Walton’s empire was criticized by people who thought his stores were putting the mom-and-pop stores out of business.

“Of all the notions I’ve heard about Walmart, none has ever baffled me more than this idea that we are somehow the enemy of small town America,” he wrote in his biography. “Nothing could be further from the truth: Walmart has actually kept quite a number of small towns from becoming practically extinct by offering low prices and saving literally billions of dollars for the people who live there as well as creating hundreds of thousands of jobs in our stores.”

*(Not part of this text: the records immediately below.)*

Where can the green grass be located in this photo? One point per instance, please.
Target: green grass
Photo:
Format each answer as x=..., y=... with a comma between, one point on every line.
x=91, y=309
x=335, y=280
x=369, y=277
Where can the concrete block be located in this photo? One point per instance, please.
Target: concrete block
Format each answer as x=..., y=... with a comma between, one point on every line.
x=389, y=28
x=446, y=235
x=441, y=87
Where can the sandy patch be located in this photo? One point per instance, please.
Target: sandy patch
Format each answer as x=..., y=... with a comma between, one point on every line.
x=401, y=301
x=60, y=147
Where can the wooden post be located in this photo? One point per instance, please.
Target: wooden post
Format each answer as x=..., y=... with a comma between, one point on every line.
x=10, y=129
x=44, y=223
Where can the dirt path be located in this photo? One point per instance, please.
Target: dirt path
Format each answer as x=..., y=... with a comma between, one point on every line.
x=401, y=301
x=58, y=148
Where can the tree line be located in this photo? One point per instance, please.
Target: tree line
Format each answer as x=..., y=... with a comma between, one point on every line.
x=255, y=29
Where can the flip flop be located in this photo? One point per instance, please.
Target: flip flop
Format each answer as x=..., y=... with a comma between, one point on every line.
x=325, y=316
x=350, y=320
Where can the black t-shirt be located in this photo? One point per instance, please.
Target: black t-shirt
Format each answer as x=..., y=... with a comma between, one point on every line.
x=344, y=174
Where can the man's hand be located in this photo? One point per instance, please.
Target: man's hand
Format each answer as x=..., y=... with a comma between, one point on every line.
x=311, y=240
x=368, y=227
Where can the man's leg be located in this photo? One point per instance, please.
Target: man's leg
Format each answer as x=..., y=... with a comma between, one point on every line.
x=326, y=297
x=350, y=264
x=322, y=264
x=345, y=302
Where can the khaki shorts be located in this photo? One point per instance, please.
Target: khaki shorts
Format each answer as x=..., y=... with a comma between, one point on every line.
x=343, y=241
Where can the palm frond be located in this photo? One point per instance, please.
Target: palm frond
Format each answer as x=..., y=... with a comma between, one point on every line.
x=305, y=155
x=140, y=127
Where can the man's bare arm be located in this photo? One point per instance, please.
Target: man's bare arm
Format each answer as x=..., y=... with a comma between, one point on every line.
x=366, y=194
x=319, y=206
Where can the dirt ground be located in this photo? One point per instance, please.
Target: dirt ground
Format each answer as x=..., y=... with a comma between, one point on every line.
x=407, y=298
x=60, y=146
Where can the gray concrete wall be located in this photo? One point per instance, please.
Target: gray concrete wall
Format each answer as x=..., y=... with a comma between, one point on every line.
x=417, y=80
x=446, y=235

Walton died on April 5, 1992, but his business legacy lives on. Walmart now has over 11,000 stores worldwide with 2.2 million employees and $572.75 billion in sales last year. It far surpassed Exxon Mobil as the largest company by revenue.

When looking back on some of the more cultural and lifestyle changing events of the past century, Sam Walton’s business idea for one-stop shopping has to be considered one of the most impactful. Whether you want food, clothing, household appliances, hardware, sporting goods or even Eagles albums, it’s all there under one roof.